The Supreme Court on Friday upheld the supremacy of secured financial creditors, setting aside a ruling by the NCLAT which, in the Essar Steel case, had put operational creditors at par with financial creditors. A three-member bench, comprising Justices RF Nariman, Surya Kant and V Ramasubramanian noted there was no principal of equality between secured and unsecured creditors.
The court said the committee of creditors (CoC) would have the last word in deciding on how the bid amount was to be distributed between various classes of lenders, noting that bankruptcy courts had no say.
The judgment paves the way for ArcelorMittal, the world’s largest steelmaker, to take over the sick steel maker with the court allowing it to pay Essar Steel’s creditors, more than 800 days after the company was admitted to the NCLT (National Company Law Tribunal). Bankers stand to get around Rs 40,000 crore of the Rs 42,000 crore that Lakshmi Mittal-promoted Arcelor Mittal will pay as per the resolution plan, the resolution professional SK Gupta said.
Legal experts opined that the NCLT and NCLAT would need to accept the decision of the CoC. “There is no room for the tribunals to substitute the wisdom of the CoC with their own,” Shardul Shroff of Shardul Amarchand Mangaldas observed.

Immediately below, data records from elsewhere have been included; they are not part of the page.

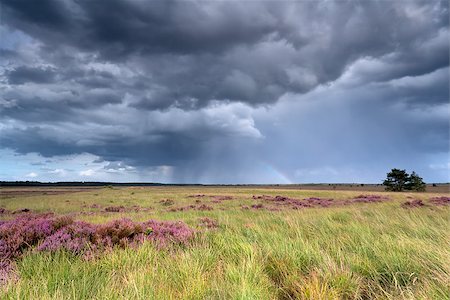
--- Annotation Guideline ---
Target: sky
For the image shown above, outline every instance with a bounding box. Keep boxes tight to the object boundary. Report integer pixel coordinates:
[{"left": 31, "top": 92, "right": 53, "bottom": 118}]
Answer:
[{"left": 0, "top": 0, "right": 450, "bottom": 184}]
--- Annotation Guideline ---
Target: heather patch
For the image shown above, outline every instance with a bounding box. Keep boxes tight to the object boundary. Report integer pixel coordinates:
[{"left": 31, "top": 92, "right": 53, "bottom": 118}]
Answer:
[
  {"left": 104, "top": 205, "right": 151, "bottom": 212},
  {"left": 402, "top": 199, "right": 426, "bottom": 208},
  {"left": 12, "top": 208, "right": 31, "bottom": 214},
  {"left": 105, "top": 205, "right": 125, "bottom": 212},
  {"left": 0, "top": 214, "right": 194, "bottom": 282},
  {"left": 198, "top": 217, "right": 219, "bottom": 229},
  {"left": 351, "top": 195, "right": 388, "bottom": 203},
  {"left": 430, "top": 196, "right": 450, "bottom": 205},
  {"left": 159, "top": 199, "right": 175, "bottom": 206},
  {"left": 168, "top": 204, "right": 214, "bottom": 212}
]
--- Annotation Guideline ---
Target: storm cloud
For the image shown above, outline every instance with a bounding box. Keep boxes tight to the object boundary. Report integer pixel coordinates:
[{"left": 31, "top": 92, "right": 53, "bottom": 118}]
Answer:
[{"left": 0, "top": 0, "right": 450, "bottom": 183}]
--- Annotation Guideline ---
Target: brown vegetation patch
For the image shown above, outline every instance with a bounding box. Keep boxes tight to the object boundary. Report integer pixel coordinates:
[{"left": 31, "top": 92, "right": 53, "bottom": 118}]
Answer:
[
  {"left": 350, "top": 195, "right": 389, "bottom": 203},
  {"left": 402, "top": 199, "right": 426, "bottom": 208},
  {"left": 430, "top": 196, "right": 450, "bottom": 205},
  {"left": 159, "top": 199, "right": 175, "bottom": 206},
  {"left": 168, "top": 204, "right": 214, "bottom": 212},
  {"left": 198, "top": 217, "right": 219, "bottom": 229}
]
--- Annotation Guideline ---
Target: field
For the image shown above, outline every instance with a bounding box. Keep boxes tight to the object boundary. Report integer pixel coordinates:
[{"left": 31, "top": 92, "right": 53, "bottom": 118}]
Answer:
[{"left": 0, "top": 186, "right": 450, "bottom": 299}]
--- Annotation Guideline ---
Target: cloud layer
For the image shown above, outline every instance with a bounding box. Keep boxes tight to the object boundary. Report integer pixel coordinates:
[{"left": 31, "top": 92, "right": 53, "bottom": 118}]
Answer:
[{"left": 0, "top": 0, "right": 449, "bottom": 183}]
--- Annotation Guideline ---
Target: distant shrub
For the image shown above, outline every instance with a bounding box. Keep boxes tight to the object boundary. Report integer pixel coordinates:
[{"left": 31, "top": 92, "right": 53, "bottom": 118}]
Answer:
[{"left": 159, "top": 199, "right": 175, "bottom": 206}]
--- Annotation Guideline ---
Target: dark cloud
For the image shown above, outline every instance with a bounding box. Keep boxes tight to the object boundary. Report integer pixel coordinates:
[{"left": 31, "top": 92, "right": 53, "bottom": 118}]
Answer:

The apex court said in its order: “There is no doubt, whatsoever, that the ultimate discretion of what to pay and how much to pay each class or subclass of creditors is with the CoC…” It added that while the adjudicating authority cannot interfere in the merits of the commercial decision taken by the CoC, a “limited judicial review” was possible to see that the CoC had taken into account, inter alia,the fact that the interests of all stakeholders, including operational creditors had been taken care of.
“The reasons given by the CoC while approving a resolution plan may thus be looked at by the adjudicating authority only from this point of view, and once it is satisfied that the CoC has paid attention to these key features, it must then pass the resolution plan, other things being equal,” the SC observed. The judges, however, did away with the mandatory 330 day deadline for the corporate insolvency resolution process allowing the tribunals to extend the timeline if needed in exceptional cases.

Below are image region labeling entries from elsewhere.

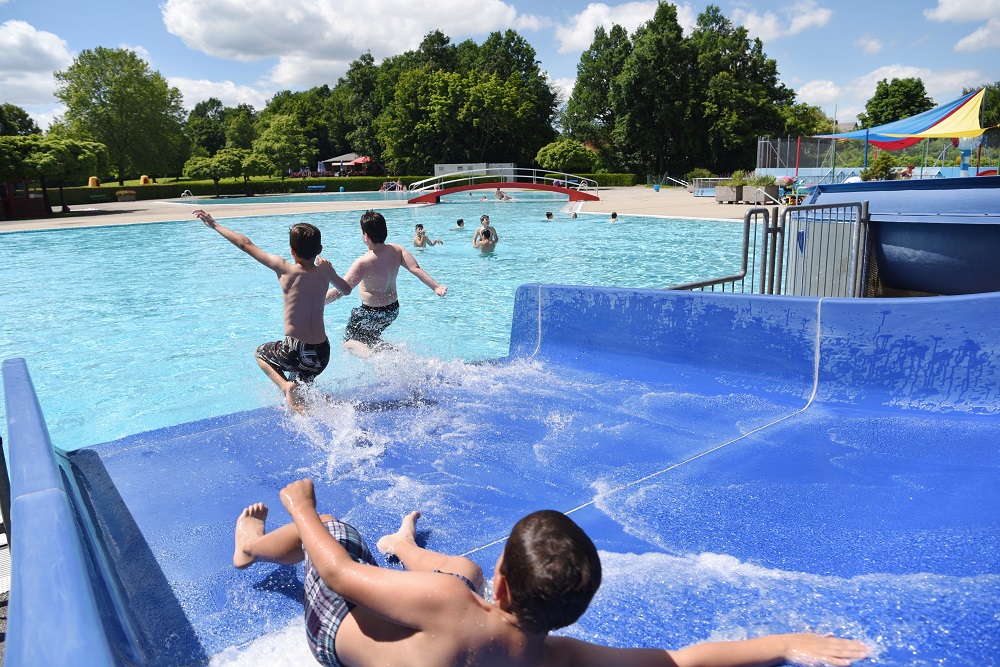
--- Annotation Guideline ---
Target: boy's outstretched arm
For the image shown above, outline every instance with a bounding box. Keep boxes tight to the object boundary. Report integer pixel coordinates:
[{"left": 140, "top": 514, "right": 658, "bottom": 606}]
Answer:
[
  {"left": 193, "top": 208, "right": 288, "bottom": 273},
  {"left": 399, "top": 246, "right": 448, "bottom": 296},
  {"left": 546, "top": 633, "right": 868, "bottom": 667}
]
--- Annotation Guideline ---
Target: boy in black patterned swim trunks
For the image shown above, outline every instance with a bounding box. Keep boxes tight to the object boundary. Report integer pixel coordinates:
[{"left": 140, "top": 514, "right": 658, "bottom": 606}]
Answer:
[
  {"left": 326, "top": 211, "right": 448, "bottom": 358},
  {"left": 194, "top": 209, "right": 351, "bottom": 412},
  {"left": 233, "top": 479, "right": 867, "bottom": 667}
]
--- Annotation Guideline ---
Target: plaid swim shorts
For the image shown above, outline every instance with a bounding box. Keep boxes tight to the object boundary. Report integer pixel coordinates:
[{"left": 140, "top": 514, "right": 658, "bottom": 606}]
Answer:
[{"left": 302, "top": 519, "right": 378, "bottom": 667}]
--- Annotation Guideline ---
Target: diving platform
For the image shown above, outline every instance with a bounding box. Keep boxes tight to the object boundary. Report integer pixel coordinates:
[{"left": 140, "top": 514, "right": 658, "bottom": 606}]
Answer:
[
  {"left": 407, "top": 167, "right": 601, "bottom": 204},
  {"left": 406, "top": 182, "right": 601, "bottom": 204}
]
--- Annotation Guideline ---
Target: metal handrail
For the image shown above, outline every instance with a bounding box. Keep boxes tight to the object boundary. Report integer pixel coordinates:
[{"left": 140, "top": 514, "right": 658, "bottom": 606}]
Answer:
[
  {"left": 663, "top": 208, "right": 770, "bottom": 292},
  {"left": 407, "top": 167, "right": 600, "bottom": 192},
  {"left": 664, "top": 202, "right": 869, "bottom": 297}
]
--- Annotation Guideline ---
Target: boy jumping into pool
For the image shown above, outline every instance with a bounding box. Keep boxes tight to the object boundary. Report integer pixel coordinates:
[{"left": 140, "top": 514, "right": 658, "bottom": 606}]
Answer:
[
  {"left": 233, "top": 479, "right": 867, "bottom": 667},
  {"left": 326, "top": 211, "right": 448, "bottom": 358},
  {"left": 194, "top": 209, "right": 351, "bottom": 412}
]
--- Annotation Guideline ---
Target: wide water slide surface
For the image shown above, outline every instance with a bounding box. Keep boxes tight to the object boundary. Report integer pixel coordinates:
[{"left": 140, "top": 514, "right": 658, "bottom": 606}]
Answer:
[{"left": 4, "top": 285, "right": 1000, "bottom": 665}]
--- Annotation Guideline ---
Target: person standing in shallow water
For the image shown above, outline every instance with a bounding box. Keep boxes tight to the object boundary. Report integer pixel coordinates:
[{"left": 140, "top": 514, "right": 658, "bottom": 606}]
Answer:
[
  {"left": 194, "top": 209, "right": 351, "bottom": 412},
  {"left": 233, "top": 479, "right": 867, "bottom": 667},
  {"left": 326, "top": 211, "right": 448, "bottom": 359}
]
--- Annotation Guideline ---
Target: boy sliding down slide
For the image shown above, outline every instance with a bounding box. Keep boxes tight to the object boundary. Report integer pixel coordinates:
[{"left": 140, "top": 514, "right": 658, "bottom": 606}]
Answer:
[{"left": 233, "top": 479, "right": 867, "bottom": 667}]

On July 4, 2019, the NCLAT ruled that operational creditors should be given a bigger share of the proceeds than the amount provided in the resolution plan. It said secured lenders and operational creditors would receive 60.7% of their outstanding claims. On Friday, the SC restored the primacy of secured financial lenders setting a precedent for other bankruptcies awaiting resolution over the distribution of funds between different class of creditors.
The original promoters of Essar Steel made a couple of attempts to regain control of the company. On October 25, 2018, a day after ArcelorMittal’s bid was approved by over 90% of the lenders, they had offered to pay Rs 54,000 crore to their clear dues to both the financial and operational creditors. However, on January 29, the Ahmedabad bench of the NCLT, rejected the maintainability of their last-minute offer under Section 12 (A) of the Insolvency and Bankruptcy Code (IBC).
Earlier, in October 2018, the Supreme Court had asked both ArcelorMittal and Numetal — a company which one of the Ruia family members was a director — to clear their “taint of disqualification” by paying off debts of the companies they were associated. While NuMetal did not pay, ArcelorMittal cleared its liabilities of Rs 7,000 crore towards Uttam Galva and KSS Petron to get its taints cleared.
ArcelorMittal, which will invest Rs 8,000 crore in Essar Steel in addition to the payments of Rs 42,000 crore to lenders, becomes the country’s fourth-largest steel producer at a time when the industry is seeing a downturn. The company said in a statement it was pleased with the judgement and that its resolution plan has been approved. “We look forward to the closing of the acquisition soon,” the steelmaker said.The erstwhile promoters of Essar Steel, the Ruias, wished ArcelorMittal and its partner for the acquisition Nippon Steel the “very best” on their entry into the Indian market. Rajnish Kumar, chairman, State Bank of India, said this should significantly reduce the scope for long-drawn litigations under IBC and would eventually lead to faster resolutions of stressed assets.